この部屋で、最近勧誘されたほとんどの学生が、同じビデオを見せられている。全体で約二時間だが、どこにもオウム真理教の名は出てこない。
その冒頭と末尾には、若者たちの関心を集めた尾崎豊の死が、無断使用のコンサートフィルムの映像をまじえて取り上げられている。ストーリーは、尾崎はアメリカによる日本崩壊のシナリオを見抜いていたために狙われ、CIAが金と永住権をエサに繁美夫人を丸め込み、結局彼は殺されたというものだ。
そしてビデオは、「(この現状に対し)僕たちはなすすべはないのか。いや、そんなことはない」と、何やら救いの道を匂わす言葉で終わる。ストーリーそのものは荒唐無稽だが、オウムの信者と一緒に見せられると、全く印象が違うらしい。B君はこれを見て「すごく不安になった」と言う。

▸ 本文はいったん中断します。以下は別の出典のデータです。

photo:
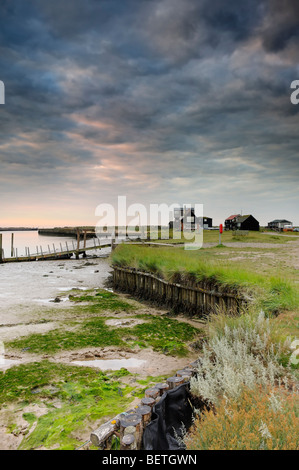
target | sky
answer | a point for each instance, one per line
(160, 101)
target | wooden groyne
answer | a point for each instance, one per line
(129, 426)
(200, 299)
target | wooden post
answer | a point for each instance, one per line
(12, 240)
(1, 254)
(174, 382)
(132, 419)
(127, 442)
(78, 239)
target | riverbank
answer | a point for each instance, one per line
(76, 353)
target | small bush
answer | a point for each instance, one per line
(243, 355)
(258, 420)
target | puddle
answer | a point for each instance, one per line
(6, 363)
(45, 301)
(123, 323)
(112, 364)
(66, 289)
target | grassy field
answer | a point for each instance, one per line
(53, 405)
(49, 404)
(248, 376)
(274, 289)
(212, 236)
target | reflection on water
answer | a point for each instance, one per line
(35, 243)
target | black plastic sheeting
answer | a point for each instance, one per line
(172, 414)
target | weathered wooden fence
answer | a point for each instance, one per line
(199, 299)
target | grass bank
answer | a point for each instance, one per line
(272, 292)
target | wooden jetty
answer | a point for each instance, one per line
(76, 249)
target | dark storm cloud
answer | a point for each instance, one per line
(281, 27)
(179, 85)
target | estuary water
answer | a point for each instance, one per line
(35, 242)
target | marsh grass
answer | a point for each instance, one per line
(259, 420)
(162, 334)
(273, 293)
(85, 395)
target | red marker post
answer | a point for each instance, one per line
(220, 232)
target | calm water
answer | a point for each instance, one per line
(34, 242)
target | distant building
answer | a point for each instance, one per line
(186, 219)
(207, 222)
(280, 225)
(241, 222)
(230, 222)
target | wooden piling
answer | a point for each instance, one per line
(1, 253)
(12, 242)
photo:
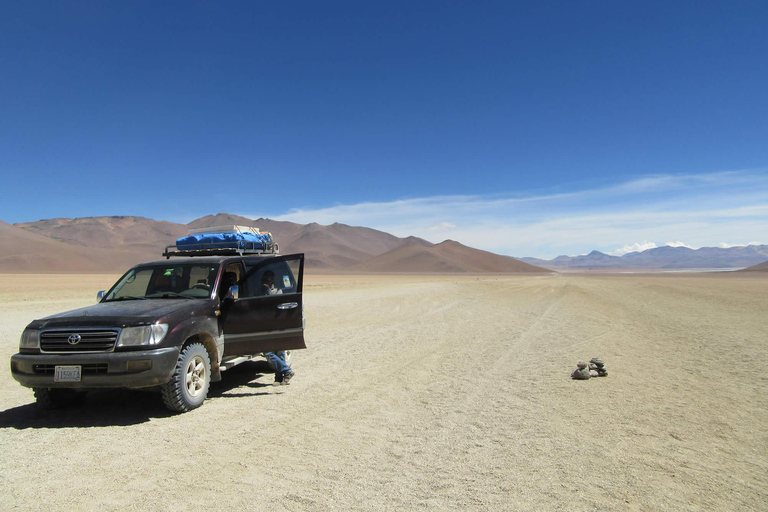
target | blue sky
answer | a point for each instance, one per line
(525, 128)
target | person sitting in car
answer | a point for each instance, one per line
(268, 284)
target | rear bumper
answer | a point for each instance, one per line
(138, 369)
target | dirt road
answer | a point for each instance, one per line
(429, 392)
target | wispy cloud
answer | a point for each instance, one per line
(701, 210)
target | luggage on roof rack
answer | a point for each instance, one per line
(223, 240)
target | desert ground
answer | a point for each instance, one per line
(428, 392)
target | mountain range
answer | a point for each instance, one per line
(112, 244)
(662, 258)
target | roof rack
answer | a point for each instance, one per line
(223, 241)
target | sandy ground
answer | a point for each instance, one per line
(428, 392)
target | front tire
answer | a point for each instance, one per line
(188, 386)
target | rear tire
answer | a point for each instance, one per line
(58, 398)
(191, 378)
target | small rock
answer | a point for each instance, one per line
(580, 374)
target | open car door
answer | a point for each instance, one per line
(266, 318)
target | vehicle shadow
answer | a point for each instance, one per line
(124, 407)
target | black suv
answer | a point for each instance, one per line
(173, 324)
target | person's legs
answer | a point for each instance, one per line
(283, 372)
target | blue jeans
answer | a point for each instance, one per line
(277, 361)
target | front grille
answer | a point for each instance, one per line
(91, 368)
(78, 341)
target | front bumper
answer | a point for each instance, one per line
(139, 369)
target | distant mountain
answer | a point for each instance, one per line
(115, 243)
(29, 251)
(449, 256)
(661, 258)
(762, 267)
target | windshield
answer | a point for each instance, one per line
(166, 281)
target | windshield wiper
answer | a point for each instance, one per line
(174, 295)
(126, 297)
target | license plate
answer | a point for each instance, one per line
(67, 374)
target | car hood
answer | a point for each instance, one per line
(118, 314)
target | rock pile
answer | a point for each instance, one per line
(581, 372)
(595, 368)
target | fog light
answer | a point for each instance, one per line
(139, 365)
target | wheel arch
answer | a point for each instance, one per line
(209, 342)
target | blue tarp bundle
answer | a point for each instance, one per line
(244, 240)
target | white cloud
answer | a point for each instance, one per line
(679, 244)
(639, 247)
(443, 226)
(724, 245)
(703, 210)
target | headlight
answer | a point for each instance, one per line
(30, 338)
(144, 335)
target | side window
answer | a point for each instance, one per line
(231, 275)
(273, 278)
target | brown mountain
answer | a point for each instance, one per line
(333, 247)
(131, 233)
(25, 251)
(761, 267)
(115, 243)
(448, 256)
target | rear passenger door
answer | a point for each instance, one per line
(266, 318)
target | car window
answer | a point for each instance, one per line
(272, 279)
(165, 281)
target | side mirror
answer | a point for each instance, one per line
(233, 293)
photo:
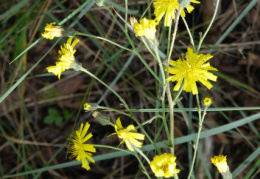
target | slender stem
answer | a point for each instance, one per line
(188, 30)
(168, 90)
(207, 30)
(141, 153)
(201, 119)
(79, 67)
(111, 109)
(163, 96)
(93, 76)
(141, 163)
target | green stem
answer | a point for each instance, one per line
(79, 67)
(163, 97)
(168, 90)
(141, 163)
(188, 30)
(207, 30)
(141, 153)
(201, 119)
(115, 110)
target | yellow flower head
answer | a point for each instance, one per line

宗教名を隠し、ビデオセンターなど教団管理の施設内でビデオを見せ、不安感や危機感を煽るのは統一教会の勧誘の常套手段でもある。
●「前世、君は僕の妻だった」
B君は八月初めに行われた、四泊五日の合宿に参加した。
「途中でひょっとしてオウムかなとも思ったりはしましたけど、合宿に行っている間はすごく不安感を煽られていたし、あまり考える余裕がなくて、いま日本を救えるのはここだけじゃないかという気になった。自宅に帰るとなんだか変だなと思うんですけど、またアシュラムに行くと気持ちが引き戻されて、その繰り返しでした。危機が迫っていると不安だったし、ここなら空疎な日常を打ち破ってくれるんじゃないかという期待や怖いモノ見たさのようなものもあって、結局オウムに入会しました」
ビデオの次に合宿というのも、統一教会の典型的な勧誘の手順と同じだ。
教団名を名乗らないまま、罪の意識を植え付け、危機感を煽り、この危機から脱出する道は一つしかないと、入信以外に実質的に選択肢がないような心境に追いつめていく場が、統一教会の合宿だ。

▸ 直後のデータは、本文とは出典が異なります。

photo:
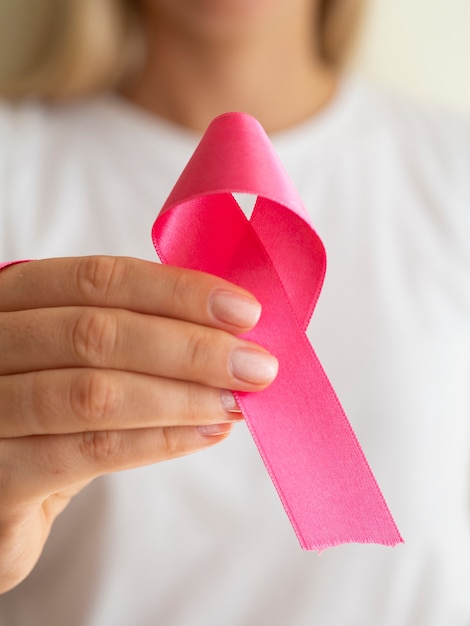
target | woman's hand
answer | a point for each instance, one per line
(106, 364)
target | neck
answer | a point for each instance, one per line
(270, 71)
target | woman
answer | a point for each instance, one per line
(109, 364)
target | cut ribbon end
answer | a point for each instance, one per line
(298, 424)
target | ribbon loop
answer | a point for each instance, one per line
(301, 431)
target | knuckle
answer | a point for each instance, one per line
(179, 290)
(199, 348)
(93, 397)
(98, 277)
(94, 336)
(104, 448)
(194, 405)
(171, 442)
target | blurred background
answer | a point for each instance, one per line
(418, 47)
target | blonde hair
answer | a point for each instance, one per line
(60, 49)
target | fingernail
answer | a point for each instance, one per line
(212, 430)
(228, 401)
(254, 366)
(234, 308)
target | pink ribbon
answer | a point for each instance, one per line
(302, 433)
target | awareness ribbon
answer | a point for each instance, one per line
(298, 424)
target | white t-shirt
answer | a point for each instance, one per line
(204, 540)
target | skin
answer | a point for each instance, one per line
(98, 376)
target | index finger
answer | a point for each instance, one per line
(132, 284)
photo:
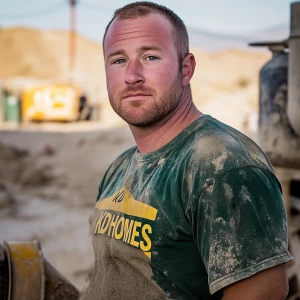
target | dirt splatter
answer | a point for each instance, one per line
(219, 161)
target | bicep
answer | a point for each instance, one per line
(271, 283)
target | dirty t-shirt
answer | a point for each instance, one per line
(185, 221)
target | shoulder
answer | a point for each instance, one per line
(116, 168)
(223, 148)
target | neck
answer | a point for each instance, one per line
(153, 137)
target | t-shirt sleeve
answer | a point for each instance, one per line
(240, 225)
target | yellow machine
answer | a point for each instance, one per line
(51, 103)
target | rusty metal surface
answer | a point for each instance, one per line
(26, 275)
(26, 272)
(3, 274)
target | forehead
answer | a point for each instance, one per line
(153, 28)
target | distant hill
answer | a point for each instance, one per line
(213, 41)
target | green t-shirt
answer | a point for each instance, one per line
(186, 220)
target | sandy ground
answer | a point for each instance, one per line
(49, 197)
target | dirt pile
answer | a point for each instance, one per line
(44, 55)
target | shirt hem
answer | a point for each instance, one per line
(242, 274)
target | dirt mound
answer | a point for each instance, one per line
(44, 55)
(19, 167)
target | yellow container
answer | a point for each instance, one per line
(51, 103)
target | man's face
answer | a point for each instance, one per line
(142, 72)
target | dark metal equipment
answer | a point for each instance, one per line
(26, 275)
(279, 130)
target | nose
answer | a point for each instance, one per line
(134, 73)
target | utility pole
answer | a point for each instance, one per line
(72, 48)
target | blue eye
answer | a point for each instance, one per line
(151, 57)
(119, 61)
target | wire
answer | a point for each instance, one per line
(33, 14)
(93, 6)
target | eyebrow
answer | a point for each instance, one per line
(141, 50)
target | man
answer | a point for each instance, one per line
(194, 211)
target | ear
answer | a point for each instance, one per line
(188, 67)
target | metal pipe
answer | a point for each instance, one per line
(26, 275)
(293, 105)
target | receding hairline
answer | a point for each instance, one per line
(138, 17)
(180, 37)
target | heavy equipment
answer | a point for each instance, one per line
(279, 130)
(26, 275)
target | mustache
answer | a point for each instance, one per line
(136, 89)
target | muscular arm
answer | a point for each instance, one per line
(271, 283)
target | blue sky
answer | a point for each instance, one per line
(223, 16)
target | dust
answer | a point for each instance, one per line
(219, 161)
(120, 271)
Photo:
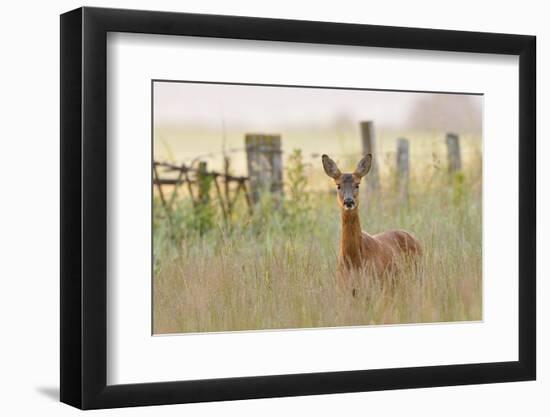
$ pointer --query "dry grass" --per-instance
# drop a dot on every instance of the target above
(277, 269)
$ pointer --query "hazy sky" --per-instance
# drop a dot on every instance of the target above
(259, 107)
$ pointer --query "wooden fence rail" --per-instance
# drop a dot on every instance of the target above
(199, 181)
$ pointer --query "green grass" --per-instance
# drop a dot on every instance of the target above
(276, 269)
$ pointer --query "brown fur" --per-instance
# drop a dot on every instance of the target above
(378, 253)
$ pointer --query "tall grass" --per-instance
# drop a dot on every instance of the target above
(277, 268)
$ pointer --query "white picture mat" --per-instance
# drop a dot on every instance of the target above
(134, 356)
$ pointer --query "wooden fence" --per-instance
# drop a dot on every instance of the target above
(265, 172)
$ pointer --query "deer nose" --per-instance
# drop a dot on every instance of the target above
(348, 202)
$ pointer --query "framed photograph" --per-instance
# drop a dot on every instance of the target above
(259, 208)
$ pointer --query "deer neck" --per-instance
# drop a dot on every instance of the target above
(350, 240)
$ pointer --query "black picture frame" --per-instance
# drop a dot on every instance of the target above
(84, 207)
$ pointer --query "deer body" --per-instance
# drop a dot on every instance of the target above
(378, 253)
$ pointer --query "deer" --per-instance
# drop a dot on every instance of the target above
(379, 254)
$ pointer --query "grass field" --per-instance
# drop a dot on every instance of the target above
(277, 268)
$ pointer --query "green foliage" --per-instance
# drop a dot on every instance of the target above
(297, 205)
(276, 268)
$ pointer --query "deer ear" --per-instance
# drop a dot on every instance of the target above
(364, 165)
(330, 167)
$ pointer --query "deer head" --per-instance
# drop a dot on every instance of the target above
(347, 184)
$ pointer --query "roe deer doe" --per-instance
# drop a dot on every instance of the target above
(378, 253)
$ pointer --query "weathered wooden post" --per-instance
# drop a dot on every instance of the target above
(403, 169)
(265, 165)
(453, 152)
(368, 140)
(203, 183)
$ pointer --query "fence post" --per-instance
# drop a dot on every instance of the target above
(403, 169)
(368, 140)
(453, 152)
(265, 165)
(204, 183)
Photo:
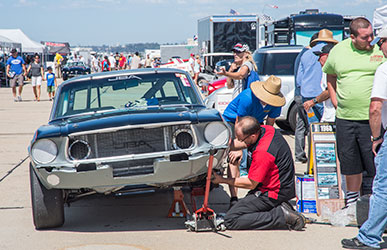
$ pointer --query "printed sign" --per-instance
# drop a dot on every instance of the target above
(326, 169)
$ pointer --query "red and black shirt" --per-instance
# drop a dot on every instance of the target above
(271, 164)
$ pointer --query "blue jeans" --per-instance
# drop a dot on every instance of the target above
(318, 110)
(371, 231)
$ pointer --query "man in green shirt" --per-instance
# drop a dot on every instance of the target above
(351, 66)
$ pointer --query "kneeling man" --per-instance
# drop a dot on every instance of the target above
(270, 180)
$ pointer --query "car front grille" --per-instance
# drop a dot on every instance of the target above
(132, 141)
(129, 141)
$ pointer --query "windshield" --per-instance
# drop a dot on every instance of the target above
(129, 92)
(277, 64)
(75, 64)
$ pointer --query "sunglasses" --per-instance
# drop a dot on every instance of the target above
(380, 42)
(247, 136)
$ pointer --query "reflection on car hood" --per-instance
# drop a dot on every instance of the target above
(74, 68)
(71, 125)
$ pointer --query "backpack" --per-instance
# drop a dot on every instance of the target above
(253, 76)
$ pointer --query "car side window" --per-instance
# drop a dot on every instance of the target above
(80, 99)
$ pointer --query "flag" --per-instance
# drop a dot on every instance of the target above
(233, 12)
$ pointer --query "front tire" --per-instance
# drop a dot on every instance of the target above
(47, 204)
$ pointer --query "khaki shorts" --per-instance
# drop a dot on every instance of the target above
(50, 89)
(17, 80)
(36, 81)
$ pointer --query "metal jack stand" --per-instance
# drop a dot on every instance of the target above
(178, 207)
(204, 219)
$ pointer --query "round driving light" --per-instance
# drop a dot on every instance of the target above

国立大生のC子さんの場合、二月に『日本印度化計画』のビラを見て、参加するようになった。やはり「K・Mさんの自宅」でカレーを作ったり、ヨーガやフリーメーソンの話を聞いたりした。
「サークルの雰囲気は和やかだったし、K・Mさんからは『何か聞きたいことはない?』とか『何か悩んでいることはない?』とかしょっちゅう電話がかかってきました。『前世、君は僕の妻だった』とも言われたし、すごく親身になってくれるという気がしたんですけど、この人、いろんな女の子にそう言ってたんですよね」
その後C子さんは、サークルで知り合った女性と一緒にオウム真理教の道場に連れて行かれ、初めてオウムと知った。

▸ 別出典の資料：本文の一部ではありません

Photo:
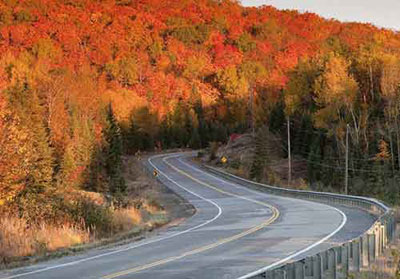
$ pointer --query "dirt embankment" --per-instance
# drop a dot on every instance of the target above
(240, 152)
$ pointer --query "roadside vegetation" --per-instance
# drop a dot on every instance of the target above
(85, 83)
(82, 218)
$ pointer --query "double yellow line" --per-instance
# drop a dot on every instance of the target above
(273, 218)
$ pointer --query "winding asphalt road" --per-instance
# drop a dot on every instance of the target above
(234, 232)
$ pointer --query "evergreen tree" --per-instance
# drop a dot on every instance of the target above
(39, 159)
(260, 160)
(113, 153)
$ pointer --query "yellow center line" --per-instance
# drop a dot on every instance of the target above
(273, 218)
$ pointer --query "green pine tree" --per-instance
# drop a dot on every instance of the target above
(113, 154)
(260, 160)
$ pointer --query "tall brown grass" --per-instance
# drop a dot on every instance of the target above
(18, 238)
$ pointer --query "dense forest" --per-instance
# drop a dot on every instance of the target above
(84, 82)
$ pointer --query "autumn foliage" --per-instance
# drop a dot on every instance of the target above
(82, 82)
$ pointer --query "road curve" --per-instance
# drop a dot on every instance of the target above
(234, 232)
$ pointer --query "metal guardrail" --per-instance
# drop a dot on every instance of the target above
(336, 262)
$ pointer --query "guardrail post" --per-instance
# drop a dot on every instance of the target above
(364, 251)
(308, 267)
(279, 274)
(299, 270)
(356, 255)
(317, 266)
(371, 247)
(345, 259)
(333, 265)
(382, 242)
(290, 271)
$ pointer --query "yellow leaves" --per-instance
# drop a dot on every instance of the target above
(390, 81)
(336, 91)
(383, 154)
(336, 86)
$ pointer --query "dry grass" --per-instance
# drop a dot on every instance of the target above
(18, 239)
(387, 266)
(125, 219)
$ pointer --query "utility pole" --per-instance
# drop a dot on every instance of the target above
(346, 176)
(289, 153)
(252, 111)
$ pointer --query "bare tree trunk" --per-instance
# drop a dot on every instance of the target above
(398, 142)
(391, 149)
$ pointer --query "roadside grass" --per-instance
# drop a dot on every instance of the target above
(388, 265)
(19, 238)
(96, 222)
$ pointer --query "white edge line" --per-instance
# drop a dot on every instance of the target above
(137, 245)
(298, 253)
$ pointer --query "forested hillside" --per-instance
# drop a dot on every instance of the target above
(83, 82)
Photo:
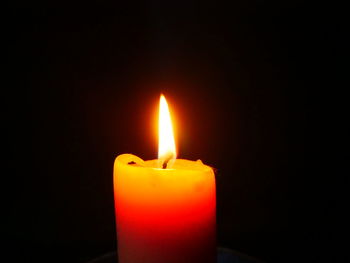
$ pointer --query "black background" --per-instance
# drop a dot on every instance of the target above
(84, 84)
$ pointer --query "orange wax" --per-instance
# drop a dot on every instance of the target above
(164, 215)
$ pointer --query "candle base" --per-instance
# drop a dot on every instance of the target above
(224, 255)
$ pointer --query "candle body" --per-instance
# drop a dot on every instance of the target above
(164, 215)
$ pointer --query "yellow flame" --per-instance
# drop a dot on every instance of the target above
(166, 146)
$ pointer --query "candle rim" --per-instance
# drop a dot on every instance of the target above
(155, 164)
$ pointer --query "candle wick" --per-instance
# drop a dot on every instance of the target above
(166, 160)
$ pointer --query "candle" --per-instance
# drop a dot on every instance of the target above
(165, 208)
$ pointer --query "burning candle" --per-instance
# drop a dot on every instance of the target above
(165, 208)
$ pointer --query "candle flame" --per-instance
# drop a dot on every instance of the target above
(166, 146)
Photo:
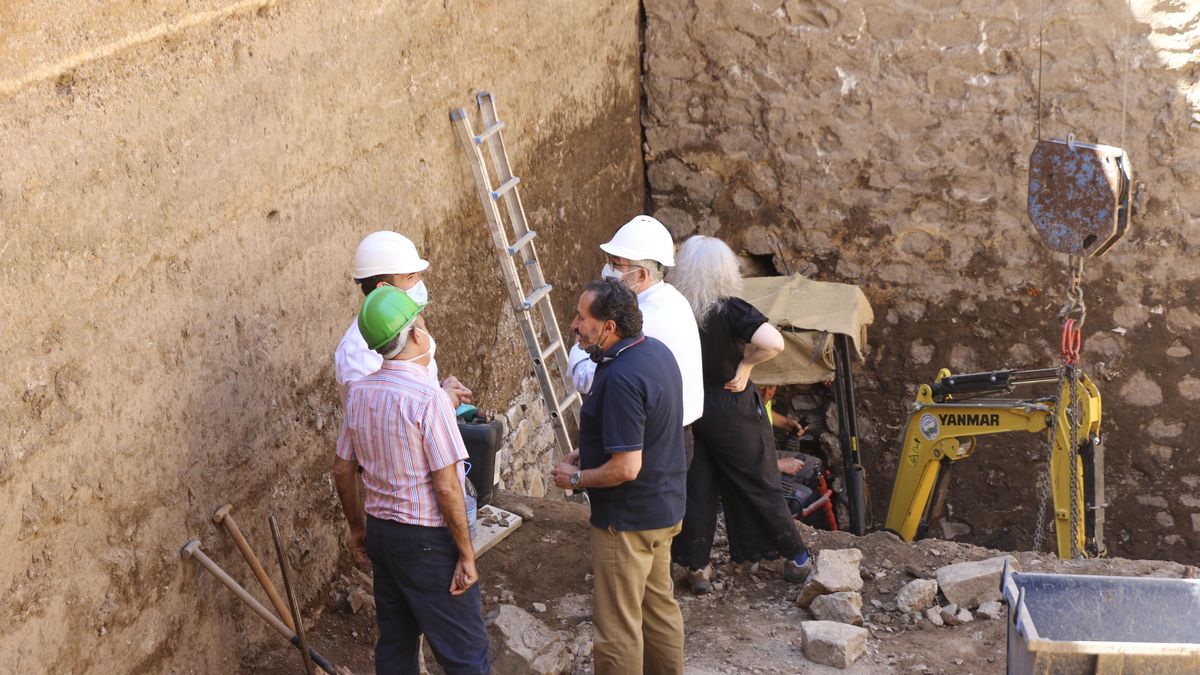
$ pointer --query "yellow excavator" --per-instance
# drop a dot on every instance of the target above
(951, 413)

「彼女はサクラだったんです。本当はすでにオウムの信者だったのに、『へー、オウムだったんだ』とか初めて来たみたいなことを言っていました。その時お金を持っていないと言ったら、彼女が貸してくれて、結局入会金を払いました」
私大生D子さんも、ビラを見て『日本印度化計画』に入った一人。
「途中でオウムかなと疑ったことはありました。九月になってからです。やたらと超能力を売り物にしているし、宮崎の資産家監禁事件を報じるテレビ番組でその資産家がオウムにいる間に喋ったテープが流されていたんですけど、その後ろで流れていた音楽が、K・Mさんの所で聞いていたリラクゼーションテープと同じだったんですよね。以前私も買いたいなと思ったことがあったんですけど、K・Mさんが『これは非売品だ』と。非売品のテープがなぜオウムで使われているのか、と考えると何かおかしいなと思いました。最初からオウムだと知っていたら、私は関わらなかったんですけど」
教団側は「各信者の自主的な判断に任せているので、すべての信者の勧誘活動について、教団としてすべて把握しているわけではない」というが、一連の勧誘はかなり組織的だ。
それにしてもサークルでは、なぜ最初にオウム真理教との関わりを隠すのか。私大生E子さんは、今年四月に新入生の勧誘活動の手伝いをするよう指示された時、先輩会員に聞いてみたところ、こんな言葉が返ってきた。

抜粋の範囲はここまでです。